L’ovni de la chanson française sera aux Nuits Bota,ce samedi. En mode piano/voix. Pour "La Libre", Philippe Katerine s'est prêté au jeu du portrait chinois.

Nicolas Capart
"Si vous étiez...": le portrait chinois de Philippe Katerine
©Eric Garault / Pascoandco

L’ovni de la chanson française sera aux Nuits Bota,ce samedi. En mode piano/voix. Pour "La Libre", Philippe Katerine s'est prêté au jeu du portrait chinois.


Katerine, si vous étiez…

Un film ? "Le Goût du riz au thé vert", du réalisateur japonais de Yasujirō Ozu (1952). Plutôt que de filmer en plongée/contre-plongée, ce qui est horrible, ou de face, ce qui est obscène, le gars filme l’entièreté à genoux, à hauteur du bassin… J’adore cette idée. C’est une splendeur.

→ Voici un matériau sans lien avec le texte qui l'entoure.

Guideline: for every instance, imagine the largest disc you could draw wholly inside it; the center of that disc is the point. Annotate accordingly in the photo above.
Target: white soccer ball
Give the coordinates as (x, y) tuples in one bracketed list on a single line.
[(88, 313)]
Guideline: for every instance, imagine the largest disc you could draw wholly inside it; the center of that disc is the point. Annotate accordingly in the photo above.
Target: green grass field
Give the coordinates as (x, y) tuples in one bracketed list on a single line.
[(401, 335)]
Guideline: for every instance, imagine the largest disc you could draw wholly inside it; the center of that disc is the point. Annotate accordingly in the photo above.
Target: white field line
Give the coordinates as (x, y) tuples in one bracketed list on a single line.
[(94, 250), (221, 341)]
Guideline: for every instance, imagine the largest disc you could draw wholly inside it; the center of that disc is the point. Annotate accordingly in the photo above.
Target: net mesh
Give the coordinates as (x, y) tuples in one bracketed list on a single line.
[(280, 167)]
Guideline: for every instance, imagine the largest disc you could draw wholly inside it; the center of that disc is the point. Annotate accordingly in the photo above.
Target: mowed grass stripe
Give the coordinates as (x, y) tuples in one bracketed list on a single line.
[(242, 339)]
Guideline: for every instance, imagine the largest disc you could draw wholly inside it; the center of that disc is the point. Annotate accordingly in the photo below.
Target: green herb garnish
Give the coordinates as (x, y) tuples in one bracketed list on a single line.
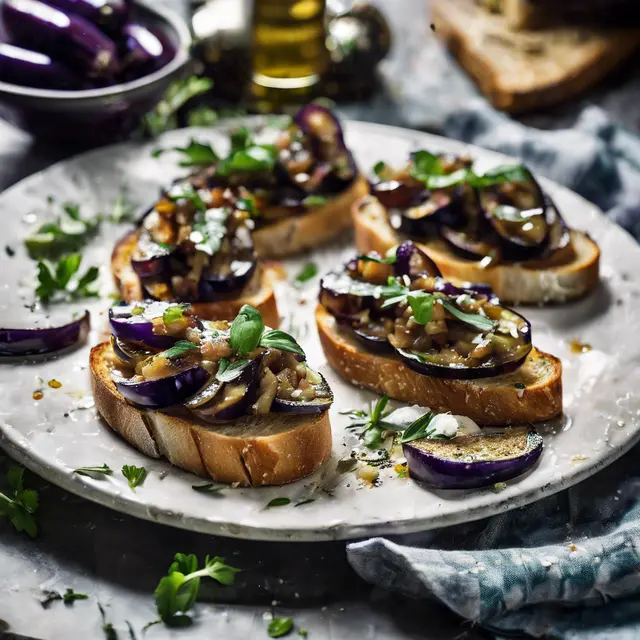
[(228, 372), (67, 233), (58, 280), (173, 313), (419, 428), (197, 154), (314, 201), (371, 423), (248, 333), (179, 349), (309, 271), (278, 502), (280, 627), (19, 505), (176, 593), (135, 475), (87, 471), (164, 116)]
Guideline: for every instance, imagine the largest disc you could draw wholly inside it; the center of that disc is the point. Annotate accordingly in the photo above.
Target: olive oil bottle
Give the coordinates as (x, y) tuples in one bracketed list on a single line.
[(289, 51)]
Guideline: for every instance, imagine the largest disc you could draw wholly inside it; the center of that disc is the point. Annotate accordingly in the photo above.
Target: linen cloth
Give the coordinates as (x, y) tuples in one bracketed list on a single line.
[(567, 566)]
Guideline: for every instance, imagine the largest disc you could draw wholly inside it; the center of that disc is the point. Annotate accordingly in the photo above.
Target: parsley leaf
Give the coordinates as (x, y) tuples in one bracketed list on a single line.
[(277, 339), (197, 154), (164, 116), (176, 593), (418, 428), (371, 424), (68, 232), (134, 475), (87, 471), (179, 348), (308, 271), (58, 280), (280, 627), (20, 505)]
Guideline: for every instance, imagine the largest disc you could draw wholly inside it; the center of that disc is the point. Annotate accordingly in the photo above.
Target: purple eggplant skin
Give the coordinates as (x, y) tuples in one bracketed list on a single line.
[(318, 405), (144, 51), (446, 473), (109, 15), (138, 328), (413, 261), (33, 69), (44, 341), (234, 399), (82, 45), (162, 392)]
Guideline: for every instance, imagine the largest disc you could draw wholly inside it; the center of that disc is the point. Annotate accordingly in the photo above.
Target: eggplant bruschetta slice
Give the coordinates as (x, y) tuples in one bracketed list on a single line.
[(235, 401), (499, 227), (394, 325)]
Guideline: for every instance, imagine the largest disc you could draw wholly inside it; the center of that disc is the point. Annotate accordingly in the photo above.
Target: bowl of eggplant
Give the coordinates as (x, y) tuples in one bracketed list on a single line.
[(87, 70)]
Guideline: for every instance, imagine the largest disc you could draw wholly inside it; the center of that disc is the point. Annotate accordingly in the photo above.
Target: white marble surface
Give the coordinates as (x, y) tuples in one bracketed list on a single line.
[(600, 387)]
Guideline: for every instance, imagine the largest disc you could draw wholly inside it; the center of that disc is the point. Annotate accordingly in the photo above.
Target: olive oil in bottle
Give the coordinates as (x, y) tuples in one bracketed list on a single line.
[(289, 50)]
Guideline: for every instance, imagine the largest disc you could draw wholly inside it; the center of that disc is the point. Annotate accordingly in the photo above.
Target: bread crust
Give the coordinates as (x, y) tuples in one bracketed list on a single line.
[(530, 282), (318, 226), (519, 71), (488, 401), (258, 293), (253, 451)]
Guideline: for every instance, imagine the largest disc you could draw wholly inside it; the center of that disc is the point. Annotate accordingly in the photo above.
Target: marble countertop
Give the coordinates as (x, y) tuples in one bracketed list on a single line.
[(118, 560)]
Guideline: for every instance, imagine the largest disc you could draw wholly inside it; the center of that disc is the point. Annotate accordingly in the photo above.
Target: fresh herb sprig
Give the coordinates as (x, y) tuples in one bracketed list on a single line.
[(248, 333), (196, 154), (69, 232), (371, 424), (19, 505), (176, 593), (61, 282)]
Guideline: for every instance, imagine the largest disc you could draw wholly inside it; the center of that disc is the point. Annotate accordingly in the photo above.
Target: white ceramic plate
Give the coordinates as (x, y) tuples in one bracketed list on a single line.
[(62, 431)]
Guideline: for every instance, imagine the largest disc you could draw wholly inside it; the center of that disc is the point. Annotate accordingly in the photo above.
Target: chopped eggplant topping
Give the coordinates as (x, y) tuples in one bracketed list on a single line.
[(502, 215), (215, 369), (435, 327)]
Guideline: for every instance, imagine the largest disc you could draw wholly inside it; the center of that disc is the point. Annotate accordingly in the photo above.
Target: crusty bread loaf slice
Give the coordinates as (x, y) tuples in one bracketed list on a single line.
[(521, 70), (530, 282), (253, 451), (489, 401), (297, 233), (258, 293)]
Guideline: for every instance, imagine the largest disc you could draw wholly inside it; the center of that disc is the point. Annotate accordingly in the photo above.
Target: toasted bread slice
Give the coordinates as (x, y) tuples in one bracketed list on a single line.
[(258, 293), (531, 282), (273, 449), (318, 226), (522, 70), (488, 401)]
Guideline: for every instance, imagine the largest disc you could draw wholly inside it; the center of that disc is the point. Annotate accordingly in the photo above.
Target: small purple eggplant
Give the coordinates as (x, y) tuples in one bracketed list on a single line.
[(32, 69), (472, 461), (79, 42), (144, 51), (109, 15)]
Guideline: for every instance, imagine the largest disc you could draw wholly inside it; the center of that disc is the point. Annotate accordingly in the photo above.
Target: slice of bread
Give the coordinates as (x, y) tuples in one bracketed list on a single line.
[(530, 282), (273, 449), (318, 226), (258, 293), (523, 70), (488, 401)]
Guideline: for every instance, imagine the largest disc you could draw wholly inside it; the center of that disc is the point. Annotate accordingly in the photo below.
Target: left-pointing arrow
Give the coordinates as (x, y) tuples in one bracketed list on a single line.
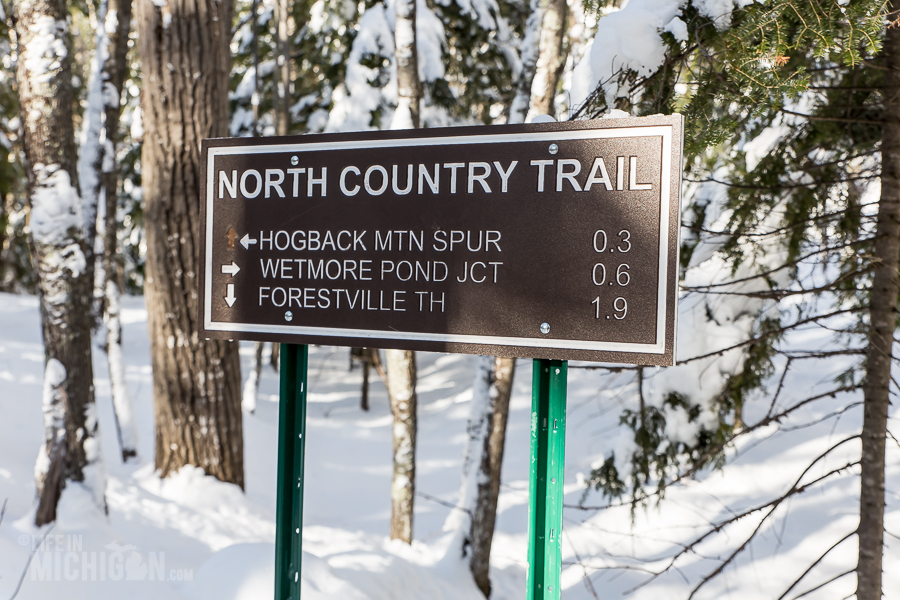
[(229, 297), (231, 269)]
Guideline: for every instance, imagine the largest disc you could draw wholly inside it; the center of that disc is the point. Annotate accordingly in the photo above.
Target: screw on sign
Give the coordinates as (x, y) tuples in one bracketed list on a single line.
[(466, 240)]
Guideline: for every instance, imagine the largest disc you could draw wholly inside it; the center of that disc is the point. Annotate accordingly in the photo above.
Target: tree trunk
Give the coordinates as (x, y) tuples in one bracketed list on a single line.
[(542, 61), (251, 386), (118, 25), (401, 364), (99, 186), (485, 514), (409, 88), (401, 375), (283, 72), (44, 75), (196, 383), (882, 324)]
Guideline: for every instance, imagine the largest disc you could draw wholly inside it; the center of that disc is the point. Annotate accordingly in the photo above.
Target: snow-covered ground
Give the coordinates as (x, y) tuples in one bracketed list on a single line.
[(193, 537)]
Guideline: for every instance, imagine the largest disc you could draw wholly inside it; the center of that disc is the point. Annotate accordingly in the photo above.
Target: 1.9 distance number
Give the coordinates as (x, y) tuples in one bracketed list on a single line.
[(620, 308), (601, 242), (623, 277)]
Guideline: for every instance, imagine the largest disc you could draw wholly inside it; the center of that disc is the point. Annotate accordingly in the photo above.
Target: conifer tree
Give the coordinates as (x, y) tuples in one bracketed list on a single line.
[(819, 79)]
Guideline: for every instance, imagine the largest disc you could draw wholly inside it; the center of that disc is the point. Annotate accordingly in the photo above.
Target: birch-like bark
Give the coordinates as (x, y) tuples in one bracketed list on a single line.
[(401, 364), (401, 380), (44, 78), (283, 72), (409, 87), (542, 61), (196, 384), (99, 186), (882, 324), (251, 386), (118, 25)]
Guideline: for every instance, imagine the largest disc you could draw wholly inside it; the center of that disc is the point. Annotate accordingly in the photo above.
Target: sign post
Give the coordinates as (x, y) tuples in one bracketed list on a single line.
[(553, 241), (291, 445), (545, 487)]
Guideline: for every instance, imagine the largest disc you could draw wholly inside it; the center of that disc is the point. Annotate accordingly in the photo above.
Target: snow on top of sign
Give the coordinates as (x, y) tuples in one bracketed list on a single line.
[(630, 39)]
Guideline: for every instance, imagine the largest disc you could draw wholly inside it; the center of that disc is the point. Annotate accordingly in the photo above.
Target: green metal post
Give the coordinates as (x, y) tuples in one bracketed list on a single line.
[(545, 490), (291, 442)]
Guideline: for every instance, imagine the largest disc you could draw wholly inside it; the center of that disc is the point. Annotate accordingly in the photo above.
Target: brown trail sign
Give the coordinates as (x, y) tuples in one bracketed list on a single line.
[(556, 240)]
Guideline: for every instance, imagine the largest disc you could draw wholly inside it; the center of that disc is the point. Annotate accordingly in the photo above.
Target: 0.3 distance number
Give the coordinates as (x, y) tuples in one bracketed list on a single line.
[(601, 242)]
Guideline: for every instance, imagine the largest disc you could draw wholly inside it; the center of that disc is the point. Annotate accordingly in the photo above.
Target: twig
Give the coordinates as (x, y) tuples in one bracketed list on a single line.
[(821, 585), (444, 503)]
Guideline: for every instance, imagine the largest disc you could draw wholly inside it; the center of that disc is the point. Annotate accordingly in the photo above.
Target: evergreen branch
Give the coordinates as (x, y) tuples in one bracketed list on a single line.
[(786, 229), (703, 460), (780, 294), (831, 415), (768, 334), (832, 119), (786, 186), (766, 274)]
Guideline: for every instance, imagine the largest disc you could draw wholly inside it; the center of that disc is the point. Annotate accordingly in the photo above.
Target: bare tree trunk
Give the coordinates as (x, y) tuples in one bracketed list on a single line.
[(276, 350), (542, 61), (401, 375), (44, 75), (254, 98), (251, 386), (283, 72), (196, 383), (409, 88), (485, 514), (882, 324)]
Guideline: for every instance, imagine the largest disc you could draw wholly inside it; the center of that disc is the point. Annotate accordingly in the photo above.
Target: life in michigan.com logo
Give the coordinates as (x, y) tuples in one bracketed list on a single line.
[(63, 558)]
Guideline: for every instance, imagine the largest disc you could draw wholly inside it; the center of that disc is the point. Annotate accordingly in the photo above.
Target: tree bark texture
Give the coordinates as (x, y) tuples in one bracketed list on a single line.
[(401, 376), (196, 383), (542, 61), (409, 88), (882, 324), (44, 75), (283, 73), (484, 516), (519, 109)]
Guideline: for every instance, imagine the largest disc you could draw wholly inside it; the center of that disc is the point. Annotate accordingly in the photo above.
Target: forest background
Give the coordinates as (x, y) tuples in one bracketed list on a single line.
[(791, 226)]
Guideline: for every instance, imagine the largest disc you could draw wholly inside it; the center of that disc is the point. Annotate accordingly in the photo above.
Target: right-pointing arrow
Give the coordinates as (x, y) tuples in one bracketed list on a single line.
[(231, 269), (246, 241), (229, 297)]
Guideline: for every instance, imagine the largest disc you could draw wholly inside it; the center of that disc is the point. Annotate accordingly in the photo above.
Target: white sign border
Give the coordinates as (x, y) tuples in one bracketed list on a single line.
[(664, 131)]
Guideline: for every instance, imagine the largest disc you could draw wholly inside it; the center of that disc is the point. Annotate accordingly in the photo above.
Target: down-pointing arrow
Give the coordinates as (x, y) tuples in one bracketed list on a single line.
[(231, 269), (246, 241)]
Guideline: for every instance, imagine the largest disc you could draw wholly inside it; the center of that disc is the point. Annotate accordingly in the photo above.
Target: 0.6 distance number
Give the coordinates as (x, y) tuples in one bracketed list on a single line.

Un plat ? Des algues. Bien sèches. C’est super bon et c’est ce qu’il y a de plus sain. C’est l’avenir les algues.

Un meuble ? Je serais une commode. Il faut toujours en avoir une chez soi. C’est assez commode.

Un instrument ? J’ai découvert le piano récemment. C’est un instrument formidable. C’est limpide, des noires courtes, des blanches longues… On comprend mieux comment marche le monde avec un piano.

Une couleur ? Le bleu. Ma mère m’a toujours dit : ‘Toi, il te faut du bleu’. Il faut toujours faire ce que dit maman.

Un vêtement ? Un manteau de fourrure. Rapport à la bête. Mais que j’aurais tué, dépecé et mangé moi-même. Si j’en avais le courage.

Un animal ? Un chien ! Car il est dépendant et qu’il aime ça. Il sait où trouver son bonheur. Le chat, lui, est libre… et donc malheureux.

Un Belge ? Raymond Goethals. J’étais fou de lui quand il entraînait l’Olympique de Marseille. Il était tellement original.